We've all gotten the email — “Hi, it's your Google ad rep, and I saw some things in your account I think you can improve. We should get on a call and I can help!”
You only have to be on one of those calls to realize they're not consultants, they're salespeople. And their advice will probably be less about your specific account, and more about having you spend more, or blindly accept the platform's AI-based recommendations.
It's not just Google, of course. DTC marketer Barry Hott last week posted this on LinkedIn:
Some questions those reps won't answer are things like how many other accounts are you managing? Where are you located? Are you paid an incentive if I increase my spend?
Well now, we know some of those answers — at least, those for reps hired by one company Google subcontracts this work to: Teleperformance. The very name sounds like sales call centre from the 80s.

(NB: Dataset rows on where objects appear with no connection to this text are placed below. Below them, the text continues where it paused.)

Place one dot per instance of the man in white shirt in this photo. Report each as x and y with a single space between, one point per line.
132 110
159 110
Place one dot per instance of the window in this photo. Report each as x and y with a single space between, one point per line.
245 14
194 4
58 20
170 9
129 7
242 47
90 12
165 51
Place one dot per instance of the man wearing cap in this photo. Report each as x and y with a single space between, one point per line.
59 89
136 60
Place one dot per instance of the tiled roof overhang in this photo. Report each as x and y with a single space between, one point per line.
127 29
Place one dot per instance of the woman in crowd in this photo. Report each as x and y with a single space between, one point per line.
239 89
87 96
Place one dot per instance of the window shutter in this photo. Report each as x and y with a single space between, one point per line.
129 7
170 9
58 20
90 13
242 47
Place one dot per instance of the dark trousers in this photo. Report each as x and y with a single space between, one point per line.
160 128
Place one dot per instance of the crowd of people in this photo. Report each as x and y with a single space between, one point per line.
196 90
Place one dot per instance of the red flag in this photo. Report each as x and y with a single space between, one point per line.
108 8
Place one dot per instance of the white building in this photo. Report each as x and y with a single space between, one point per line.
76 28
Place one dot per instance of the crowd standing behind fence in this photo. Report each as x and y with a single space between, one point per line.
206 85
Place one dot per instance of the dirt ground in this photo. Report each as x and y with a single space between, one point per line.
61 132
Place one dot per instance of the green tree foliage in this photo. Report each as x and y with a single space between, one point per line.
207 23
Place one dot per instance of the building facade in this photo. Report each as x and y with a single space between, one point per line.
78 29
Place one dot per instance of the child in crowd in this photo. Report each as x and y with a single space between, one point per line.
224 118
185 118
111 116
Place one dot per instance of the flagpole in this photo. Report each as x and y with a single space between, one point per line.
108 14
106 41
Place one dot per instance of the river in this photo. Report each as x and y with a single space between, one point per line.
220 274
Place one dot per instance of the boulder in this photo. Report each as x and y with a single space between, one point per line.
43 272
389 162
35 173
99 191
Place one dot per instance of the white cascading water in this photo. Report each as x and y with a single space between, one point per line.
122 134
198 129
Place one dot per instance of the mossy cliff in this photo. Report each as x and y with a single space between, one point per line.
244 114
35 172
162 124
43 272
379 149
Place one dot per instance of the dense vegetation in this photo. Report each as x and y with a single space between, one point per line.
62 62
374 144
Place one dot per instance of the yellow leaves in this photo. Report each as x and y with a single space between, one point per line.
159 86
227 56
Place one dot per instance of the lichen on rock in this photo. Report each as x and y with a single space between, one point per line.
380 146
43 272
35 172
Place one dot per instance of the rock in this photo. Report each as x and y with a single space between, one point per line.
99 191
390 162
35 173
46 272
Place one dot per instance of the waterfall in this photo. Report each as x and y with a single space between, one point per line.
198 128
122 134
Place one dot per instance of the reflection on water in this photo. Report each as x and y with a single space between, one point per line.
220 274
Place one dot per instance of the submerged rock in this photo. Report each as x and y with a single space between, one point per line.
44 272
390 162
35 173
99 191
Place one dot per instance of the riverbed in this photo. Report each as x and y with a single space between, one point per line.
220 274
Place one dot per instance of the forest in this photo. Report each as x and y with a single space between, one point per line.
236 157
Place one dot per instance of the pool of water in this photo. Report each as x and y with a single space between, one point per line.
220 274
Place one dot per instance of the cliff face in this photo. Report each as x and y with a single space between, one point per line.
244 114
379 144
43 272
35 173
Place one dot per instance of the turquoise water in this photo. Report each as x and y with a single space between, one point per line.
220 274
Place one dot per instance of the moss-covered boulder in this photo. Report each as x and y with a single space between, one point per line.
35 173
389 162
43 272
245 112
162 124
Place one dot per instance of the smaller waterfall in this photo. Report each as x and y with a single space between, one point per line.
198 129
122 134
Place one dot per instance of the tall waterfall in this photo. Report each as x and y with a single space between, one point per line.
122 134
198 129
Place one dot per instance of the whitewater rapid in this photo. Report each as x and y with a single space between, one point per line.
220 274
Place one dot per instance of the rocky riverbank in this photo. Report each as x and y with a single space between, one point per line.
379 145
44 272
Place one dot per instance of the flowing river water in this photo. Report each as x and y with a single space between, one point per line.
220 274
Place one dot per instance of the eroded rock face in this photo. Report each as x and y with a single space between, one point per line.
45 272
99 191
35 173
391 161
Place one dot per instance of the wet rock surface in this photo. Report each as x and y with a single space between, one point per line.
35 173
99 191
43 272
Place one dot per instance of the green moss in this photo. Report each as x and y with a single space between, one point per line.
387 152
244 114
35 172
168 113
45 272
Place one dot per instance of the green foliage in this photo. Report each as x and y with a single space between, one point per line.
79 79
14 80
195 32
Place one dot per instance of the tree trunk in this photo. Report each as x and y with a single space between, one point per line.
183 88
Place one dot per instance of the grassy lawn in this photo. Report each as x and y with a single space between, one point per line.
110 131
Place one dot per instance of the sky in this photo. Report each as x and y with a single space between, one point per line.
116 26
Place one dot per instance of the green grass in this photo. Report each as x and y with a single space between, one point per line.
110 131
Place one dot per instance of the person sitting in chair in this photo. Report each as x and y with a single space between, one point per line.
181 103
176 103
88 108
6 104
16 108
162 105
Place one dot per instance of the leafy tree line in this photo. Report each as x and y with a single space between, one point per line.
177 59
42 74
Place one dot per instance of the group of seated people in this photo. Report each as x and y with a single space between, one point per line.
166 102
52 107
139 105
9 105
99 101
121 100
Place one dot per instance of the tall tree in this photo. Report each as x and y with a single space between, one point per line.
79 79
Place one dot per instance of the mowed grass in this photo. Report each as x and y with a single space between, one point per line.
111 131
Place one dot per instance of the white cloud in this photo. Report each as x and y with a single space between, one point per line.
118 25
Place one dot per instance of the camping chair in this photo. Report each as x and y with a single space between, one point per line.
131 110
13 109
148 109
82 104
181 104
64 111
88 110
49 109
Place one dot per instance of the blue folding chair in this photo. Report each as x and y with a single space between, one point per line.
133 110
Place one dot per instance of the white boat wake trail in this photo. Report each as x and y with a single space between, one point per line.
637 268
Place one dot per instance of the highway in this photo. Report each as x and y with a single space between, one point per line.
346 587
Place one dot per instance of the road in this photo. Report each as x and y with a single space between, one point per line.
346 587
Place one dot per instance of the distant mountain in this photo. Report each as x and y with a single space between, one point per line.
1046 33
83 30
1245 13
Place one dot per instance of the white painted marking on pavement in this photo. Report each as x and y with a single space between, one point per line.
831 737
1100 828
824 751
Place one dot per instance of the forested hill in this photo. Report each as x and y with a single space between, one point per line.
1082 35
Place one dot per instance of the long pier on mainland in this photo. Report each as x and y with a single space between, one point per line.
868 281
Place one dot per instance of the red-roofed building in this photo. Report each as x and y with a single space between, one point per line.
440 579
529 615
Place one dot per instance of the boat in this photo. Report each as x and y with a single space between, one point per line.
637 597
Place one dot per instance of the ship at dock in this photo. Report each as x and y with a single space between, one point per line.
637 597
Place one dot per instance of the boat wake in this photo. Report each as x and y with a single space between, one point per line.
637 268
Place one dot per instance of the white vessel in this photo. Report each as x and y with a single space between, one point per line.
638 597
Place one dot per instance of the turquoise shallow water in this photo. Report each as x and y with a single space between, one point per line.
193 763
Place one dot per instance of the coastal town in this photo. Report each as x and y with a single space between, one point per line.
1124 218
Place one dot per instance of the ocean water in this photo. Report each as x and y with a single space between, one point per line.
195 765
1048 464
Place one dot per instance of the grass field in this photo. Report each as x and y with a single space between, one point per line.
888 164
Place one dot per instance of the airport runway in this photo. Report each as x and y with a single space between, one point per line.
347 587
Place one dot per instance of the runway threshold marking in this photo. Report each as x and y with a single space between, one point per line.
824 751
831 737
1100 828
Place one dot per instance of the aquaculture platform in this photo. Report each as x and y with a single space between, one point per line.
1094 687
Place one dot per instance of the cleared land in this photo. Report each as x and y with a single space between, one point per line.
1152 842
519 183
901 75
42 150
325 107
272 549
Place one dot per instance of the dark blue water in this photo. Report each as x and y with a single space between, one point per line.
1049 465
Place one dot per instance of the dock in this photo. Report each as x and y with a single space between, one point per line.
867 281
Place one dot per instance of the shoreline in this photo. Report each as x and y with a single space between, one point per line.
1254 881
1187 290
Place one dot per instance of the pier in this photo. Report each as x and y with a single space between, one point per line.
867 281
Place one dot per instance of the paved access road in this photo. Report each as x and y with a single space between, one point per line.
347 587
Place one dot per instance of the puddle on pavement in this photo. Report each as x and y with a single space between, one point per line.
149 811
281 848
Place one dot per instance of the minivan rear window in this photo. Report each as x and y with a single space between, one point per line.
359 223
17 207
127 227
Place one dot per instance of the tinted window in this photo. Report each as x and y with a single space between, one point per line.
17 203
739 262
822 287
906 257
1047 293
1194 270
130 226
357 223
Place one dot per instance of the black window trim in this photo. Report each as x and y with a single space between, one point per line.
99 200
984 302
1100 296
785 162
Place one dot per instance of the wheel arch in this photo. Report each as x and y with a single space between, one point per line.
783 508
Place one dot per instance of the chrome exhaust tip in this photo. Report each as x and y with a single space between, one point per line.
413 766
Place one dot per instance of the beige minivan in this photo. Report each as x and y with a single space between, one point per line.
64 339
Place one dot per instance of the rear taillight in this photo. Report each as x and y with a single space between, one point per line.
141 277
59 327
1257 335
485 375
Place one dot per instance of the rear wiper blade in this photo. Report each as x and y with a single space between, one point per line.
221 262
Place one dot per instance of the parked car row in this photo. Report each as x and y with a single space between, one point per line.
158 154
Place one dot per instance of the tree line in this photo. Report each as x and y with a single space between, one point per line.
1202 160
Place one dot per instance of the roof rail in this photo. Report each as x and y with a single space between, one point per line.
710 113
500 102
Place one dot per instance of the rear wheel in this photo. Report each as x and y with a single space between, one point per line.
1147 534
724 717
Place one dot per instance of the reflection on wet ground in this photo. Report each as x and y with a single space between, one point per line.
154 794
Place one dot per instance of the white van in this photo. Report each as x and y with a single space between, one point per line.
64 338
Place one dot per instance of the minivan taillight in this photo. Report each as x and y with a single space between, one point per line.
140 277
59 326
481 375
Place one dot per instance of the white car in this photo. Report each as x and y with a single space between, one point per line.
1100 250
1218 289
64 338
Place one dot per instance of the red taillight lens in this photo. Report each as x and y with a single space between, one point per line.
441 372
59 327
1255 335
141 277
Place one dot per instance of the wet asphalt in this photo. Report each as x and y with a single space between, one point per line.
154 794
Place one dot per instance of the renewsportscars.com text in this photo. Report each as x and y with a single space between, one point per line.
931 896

Freelance ad consultant Boris Beceric also wondered about this, so he decided to apply for a job there. Not for the job, but for information. And last week he told me they were pretty uninterested in his experience with, you know, ad campaigns.
BORIS: Most of the questions were around prior sales experience. If I had ever worked in an environment where I had to make outbound sales calls.
TOD: And you got an offer.
BORIS: I have the offer in front of me and it says annual gross salary: €24,310
Just for comparison, that's a little over $27,000 US a year — which is just over $13 an hour. That's below the minimum wage in some U.S. states like New York and New Jersey.
And in case you've had one of these calls, they might have felt a little rushed. Or, at the very least, only surface-deep — like they didn't really look at your account. Turns out, there's a reason for that.
BORIS: I confirmed with the team lead who interviewed me. He said I would start with 330 accounts.
TOD: 330?!
BORIS: Yeah, that's a lot of accounts, isn't it?
TOD: Oh, my God. Yes.
BORIS: And you also have to implement 35% to 40% the recommendations of the day. So that's autoplay recommendation, check all the boxes, remove redundant keywords, use bidding strategy, stuff like that. That's the day to day job of [a Teleperformance worker].
There's no time to look at the account. There is no time to get to know the client. There's no time for any of that. There's only time to get them on the phone and read from the script.
Boris Beceric is a freelance Google Ads consultant. You can reach him on LinkedIn at https://www.linkedin.com/in/borisbeceric/
We asked Google for comment about the workload and wages, and they provided this statement:
Google partners with companies, like Teleperformance, to provide certain advertising account services. These companies are solely responsible for determining the employment conditions for their workers and must comply with our global Supplier Code of Conduct, which outlines requirements related to wages, fair treatment and more.
We reviewed that Code of Conduct. It doesn't actually reference low wages or workload, so we asked for clarification last Friday, and did not hear back by deadline.